The Flowers of Evil vol. 7

Ladies and gentlemen, welcome to the soft reset.

When we last left the disturbed, doomed romantic pair of Kasuga and Nakmura, they had made their way onto a float during the town’s Summer Festival.  With a knife.  Also calling out the entire town as, “Shitbugs.”  That was a great cliffhanger and mangaka Shuzo Oshimi doesn’t chicken out and jump to a later point in time to generate dramatic tension as we wonder what the teenagers’ plan was.  We get to see their plan in all of its suspenseful and ultimately frustrated glory.

It’s a well-executed culmination of their story up to this point.  Being the over-dramatic teens that they are, I was not surprised to see that their bond functions in such a way as to not just bring them closer but to alienate themselves from everyone around them.  The end result being a desire to re-create one of the signature images of the Vietnam conflict (or a “Rage Against the Machine” album cover, if you will).  Oshimi’s style is perhaps too clean to pull off the hallucinogenic “fever dream” atmosphere she was shooting for, yet their defiant stance and the one major twist in their plans makes for a very compelling read.

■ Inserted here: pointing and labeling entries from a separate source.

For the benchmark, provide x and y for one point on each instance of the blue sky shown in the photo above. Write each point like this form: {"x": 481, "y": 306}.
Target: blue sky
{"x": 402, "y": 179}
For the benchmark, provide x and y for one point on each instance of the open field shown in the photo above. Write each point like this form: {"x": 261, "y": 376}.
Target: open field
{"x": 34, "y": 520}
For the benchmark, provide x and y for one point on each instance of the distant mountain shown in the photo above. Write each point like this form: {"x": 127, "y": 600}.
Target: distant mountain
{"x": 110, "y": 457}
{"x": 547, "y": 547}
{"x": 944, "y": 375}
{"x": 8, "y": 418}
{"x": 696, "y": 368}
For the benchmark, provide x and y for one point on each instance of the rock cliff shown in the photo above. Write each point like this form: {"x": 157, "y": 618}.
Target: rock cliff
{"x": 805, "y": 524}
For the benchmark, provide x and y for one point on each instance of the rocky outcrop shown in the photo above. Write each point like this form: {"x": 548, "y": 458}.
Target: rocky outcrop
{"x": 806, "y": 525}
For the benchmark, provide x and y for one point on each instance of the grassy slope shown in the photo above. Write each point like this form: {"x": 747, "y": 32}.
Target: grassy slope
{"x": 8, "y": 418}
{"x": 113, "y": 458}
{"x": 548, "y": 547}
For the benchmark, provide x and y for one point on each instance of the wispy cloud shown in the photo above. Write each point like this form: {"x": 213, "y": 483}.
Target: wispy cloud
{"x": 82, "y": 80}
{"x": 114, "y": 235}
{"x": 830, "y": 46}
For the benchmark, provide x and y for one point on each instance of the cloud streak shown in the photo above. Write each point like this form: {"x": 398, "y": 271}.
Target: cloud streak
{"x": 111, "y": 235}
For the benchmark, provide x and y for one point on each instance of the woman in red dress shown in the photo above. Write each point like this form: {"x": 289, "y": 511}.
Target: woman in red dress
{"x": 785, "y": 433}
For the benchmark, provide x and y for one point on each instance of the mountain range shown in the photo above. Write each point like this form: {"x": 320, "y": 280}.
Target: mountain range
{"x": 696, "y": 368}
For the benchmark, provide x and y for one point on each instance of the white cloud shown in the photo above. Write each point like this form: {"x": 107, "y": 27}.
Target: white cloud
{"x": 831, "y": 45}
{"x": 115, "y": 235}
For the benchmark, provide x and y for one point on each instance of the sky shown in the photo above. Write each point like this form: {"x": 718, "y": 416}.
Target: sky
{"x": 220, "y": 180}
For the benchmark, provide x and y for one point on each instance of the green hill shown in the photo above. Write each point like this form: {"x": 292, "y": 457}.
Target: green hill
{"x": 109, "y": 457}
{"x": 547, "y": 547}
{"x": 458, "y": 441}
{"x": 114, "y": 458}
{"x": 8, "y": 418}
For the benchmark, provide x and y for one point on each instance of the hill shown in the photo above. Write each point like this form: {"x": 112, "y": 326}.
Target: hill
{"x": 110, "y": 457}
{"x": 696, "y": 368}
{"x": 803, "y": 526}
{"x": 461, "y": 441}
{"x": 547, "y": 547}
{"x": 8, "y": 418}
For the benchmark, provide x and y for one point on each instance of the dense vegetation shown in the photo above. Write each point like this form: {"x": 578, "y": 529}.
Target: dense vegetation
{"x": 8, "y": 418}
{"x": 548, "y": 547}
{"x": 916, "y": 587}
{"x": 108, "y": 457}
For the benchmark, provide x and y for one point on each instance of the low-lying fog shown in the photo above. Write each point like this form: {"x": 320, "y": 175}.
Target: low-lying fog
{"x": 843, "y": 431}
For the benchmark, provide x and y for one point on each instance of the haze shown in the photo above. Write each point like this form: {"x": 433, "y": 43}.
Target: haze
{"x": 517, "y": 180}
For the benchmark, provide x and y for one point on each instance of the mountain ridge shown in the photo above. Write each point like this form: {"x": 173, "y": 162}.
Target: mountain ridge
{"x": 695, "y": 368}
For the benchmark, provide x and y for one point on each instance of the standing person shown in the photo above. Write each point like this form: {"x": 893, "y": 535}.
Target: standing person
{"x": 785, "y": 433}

Then the narrative jumps forward to Kasuga in high school.

Now, this could be seen as a cop-out by Oshimi as it spares her having to follow-up on the dramatic fallout of that opening chapter.  It didn’t bother me, though.  Filling in the blanks of what happened afterwards is pretty easy once we see that Kasuga has become a model student with some friends at a new high school in the city.  While it’s clear that he’s going through the motions and mimicking the appearance of an outwardly normal highschooler, the narrative makes it abundantly clear that he hasn’t forgotten about his experiences with Nakamura.

Of course, that whole “normal” appearance is perhaps pushed a bit too far as we see that Kasuga has his own circle of friends to hang out with.  Given how he acts in this volume, I honestly can’t see how he managed to become friends with anyone since he comes off as incredibly morose and gloomy.  Some indication that he actually has some common interests with his “friends” would’ve been nice.  It may have been a more depressing route to put Kasuga in the role of “bullied outcast,” but after witnessing his character arc for the past six volumes I can’t imagine him in any other role.

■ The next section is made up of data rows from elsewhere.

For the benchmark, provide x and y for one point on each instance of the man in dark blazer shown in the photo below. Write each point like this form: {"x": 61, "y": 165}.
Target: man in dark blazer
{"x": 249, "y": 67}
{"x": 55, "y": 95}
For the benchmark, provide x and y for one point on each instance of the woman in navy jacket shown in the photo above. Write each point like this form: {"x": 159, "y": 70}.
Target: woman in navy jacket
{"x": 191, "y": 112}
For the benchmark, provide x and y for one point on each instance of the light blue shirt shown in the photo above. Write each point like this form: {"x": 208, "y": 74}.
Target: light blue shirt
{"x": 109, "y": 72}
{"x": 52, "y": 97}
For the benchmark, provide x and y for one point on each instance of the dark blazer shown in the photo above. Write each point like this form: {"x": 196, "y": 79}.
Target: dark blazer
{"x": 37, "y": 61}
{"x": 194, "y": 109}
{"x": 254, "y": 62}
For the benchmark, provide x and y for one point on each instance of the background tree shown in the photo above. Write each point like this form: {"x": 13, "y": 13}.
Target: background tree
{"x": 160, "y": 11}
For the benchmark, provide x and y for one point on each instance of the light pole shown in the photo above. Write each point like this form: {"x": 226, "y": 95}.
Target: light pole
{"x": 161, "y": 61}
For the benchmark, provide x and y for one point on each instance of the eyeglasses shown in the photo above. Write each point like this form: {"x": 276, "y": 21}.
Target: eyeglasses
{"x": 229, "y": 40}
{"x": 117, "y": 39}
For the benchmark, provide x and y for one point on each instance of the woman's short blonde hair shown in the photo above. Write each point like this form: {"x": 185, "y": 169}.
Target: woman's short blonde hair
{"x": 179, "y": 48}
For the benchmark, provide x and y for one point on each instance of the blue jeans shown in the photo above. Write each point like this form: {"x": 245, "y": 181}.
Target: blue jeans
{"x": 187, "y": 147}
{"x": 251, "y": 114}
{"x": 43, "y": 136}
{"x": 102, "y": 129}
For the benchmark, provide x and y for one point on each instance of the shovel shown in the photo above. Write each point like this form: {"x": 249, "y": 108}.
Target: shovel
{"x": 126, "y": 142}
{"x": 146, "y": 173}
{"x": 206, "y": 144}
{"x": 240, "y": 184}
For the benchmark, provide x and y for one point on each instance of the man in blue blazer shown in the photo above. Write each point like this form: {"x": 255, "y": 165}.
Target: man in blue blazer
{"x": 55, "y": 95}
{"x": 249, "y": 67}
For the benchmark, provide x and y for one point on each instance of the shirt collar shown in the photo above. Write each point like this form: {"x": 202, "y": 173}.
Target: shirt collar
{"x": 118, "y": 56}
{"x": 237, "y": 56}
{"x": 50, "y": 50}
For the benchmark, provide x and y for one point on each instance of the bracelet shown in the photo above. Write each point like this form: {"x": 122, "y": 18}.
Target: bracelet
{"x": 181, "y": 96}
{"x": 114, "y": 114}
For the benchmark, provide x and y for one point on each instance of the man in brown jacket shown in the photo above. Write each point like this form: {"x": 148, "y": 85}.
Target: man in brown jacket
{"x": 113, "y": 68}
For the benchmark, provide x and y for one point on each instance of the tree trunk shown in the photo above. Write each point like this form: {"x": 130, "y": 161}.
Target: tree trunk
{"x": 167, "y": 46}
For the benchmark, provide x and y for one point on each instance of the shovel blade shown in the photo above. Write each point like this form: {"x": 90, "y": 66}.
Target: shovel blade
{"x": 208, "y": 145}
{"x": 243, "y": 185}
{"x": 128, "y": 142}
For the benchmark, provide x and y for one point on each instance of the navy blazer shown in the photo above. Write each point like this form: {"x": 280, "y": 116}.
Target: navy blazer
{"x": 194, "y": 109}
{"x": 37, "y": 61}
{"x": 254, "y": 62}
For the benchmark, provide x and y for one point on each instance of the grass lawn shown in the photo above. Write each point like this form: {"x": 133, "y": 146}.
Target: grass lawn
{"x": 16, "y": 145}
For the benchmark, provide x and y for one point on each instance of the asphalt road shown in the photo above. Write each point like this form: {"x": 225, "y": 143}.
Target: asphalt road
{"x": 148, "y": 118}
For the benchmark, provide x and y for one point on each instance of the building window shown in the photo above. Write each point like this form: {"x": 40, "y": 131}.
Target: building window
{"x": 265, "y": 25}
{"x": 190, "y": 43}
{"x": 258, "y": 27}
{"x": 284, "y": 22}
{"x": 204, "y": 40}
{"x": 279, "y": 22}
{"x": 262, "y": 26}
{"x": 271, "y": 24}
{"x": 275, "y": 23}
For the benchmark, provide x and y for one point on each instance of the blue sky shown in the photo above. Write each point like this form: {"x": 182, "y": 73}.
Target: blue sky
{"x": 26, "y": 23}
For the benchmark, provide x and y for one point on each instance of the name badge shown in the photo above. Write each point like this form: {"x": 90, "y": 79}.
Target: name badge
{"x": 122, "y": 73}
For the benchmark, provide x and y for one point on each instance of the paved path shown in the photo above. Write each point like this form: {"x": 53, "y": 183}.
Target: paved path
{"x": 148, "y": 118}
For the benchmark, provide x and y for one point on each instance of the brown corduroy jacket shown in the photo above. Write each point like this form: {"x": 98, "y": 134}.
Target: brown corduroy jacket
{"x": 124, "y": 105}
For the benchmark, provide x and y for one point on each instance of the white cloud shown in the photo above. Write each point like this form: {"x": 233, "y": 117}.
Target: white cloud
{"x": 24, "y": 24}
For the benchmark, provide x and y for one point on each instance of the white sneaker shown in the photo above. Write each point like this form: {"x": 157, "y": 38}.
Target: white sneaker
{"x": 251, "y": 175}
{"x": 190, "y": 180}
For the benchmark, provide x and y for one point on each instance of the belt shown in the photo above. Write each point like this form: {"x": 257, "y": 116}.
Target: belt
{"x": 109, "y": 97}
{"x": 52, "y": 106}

What makes more sense is his budding relationship with school idol Tokiwa.  Possessed of a great singing voice, long slender legs and model-like good looks, Kasuga’s friends all but drool over her very presence.  Our protagonist is still burdened with memories of his previous relationship to give her much notice, until a chance encounter at a bookstore has him witnessing her picking up a copy of… Well, it should be pretty easy to guess.

Though he makes a fittingly creepy impression at the bookstore, it’s soon revealed that she has a great interest in reading which transcends Kasuga’s social awkwardness.  In fact, his love of books is rekindled through the ones lent to him by Tokiwa.  The (so far) platonic friendship that forms between them actually feels credible with the potential to lead in some dramatically interesting directions.  We get a glimpse of it when we’re told of Tokiwa’s boyfriend, and you just know that Nakamura will be coming back into the picture at some point.  In fact, the only way I won’t be surprised by her return is if she doesn’t show up right after Kasuga professes his love to Tokiwa and finally summons the strength of will to move past his relationship with Nakamura.  Then again, this could be leading to something much darker as the visual image we get when he flips that first book open is an ominously familiar one.

Oshimi could’ve wrapped things up here in a fiery, morbid fashion and that likely would’ve been a fitting conclusion to this title.  Instead, we get a de-escalation of tension with Kasuga struggling unsuccessfully to move past his time with Nakamura but still bearing the psychological scars from that relationship.  It’s a “soft reset,” and one that works because it acknowledges that what has happened in the past still defines our protagonist and that no matter how he tries to pretend otherwise he’s never going to make a clean break from it.  So this new direction is working so far, with the likelihood that the drama will be ramping up in due order being even more of an incentive to keep reading.